By United States today, the study published in the Annals of Internal Medicine examined the links between sodium-glucose cotransporter-2 inhibitors, used in the treatment of type 2 diabetes, and a genital infection called Fournier gangrene, an "extremely rare but life-threatening" disorder, according to the Food and Drug Administration, which examined 55 cases of patients with the infection.

All of these patients had taken SGLT2 inhibitors between March 2013 and January of this year and they all became "critically ill," with a release mentioning hospitalizations, surgeries, and other complications.

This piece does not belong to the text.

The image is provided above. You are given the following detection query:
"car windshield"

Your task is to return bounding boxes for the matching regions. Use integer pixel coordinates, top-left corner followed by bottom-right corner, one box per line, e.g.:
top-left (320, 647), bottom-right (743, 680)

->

Three patients died of Fournier gangrene.

In comparison, when the researchers examined patients taking other types of anti-glycemic agents over a 35-year period, they identified only 19 cases of Fournier gangrene on the whole of this period, with two deaths noted.

Last year, the FDA had warned of symptoms of the disease, including "sensitivity, redness or swelling of the genitals or genital area up to the rectum", as well as Fever over 100.4 degrees Fahrenheit and "a general feeling of being unwell."

The authors of the study advise physicians to be alert to these signs in patients taking SGLT2 inhibitors and to have "a high index of suspicion to recognize them at an early stage". (The man's necrotizing fasciitis caused him to lose much of his penis.)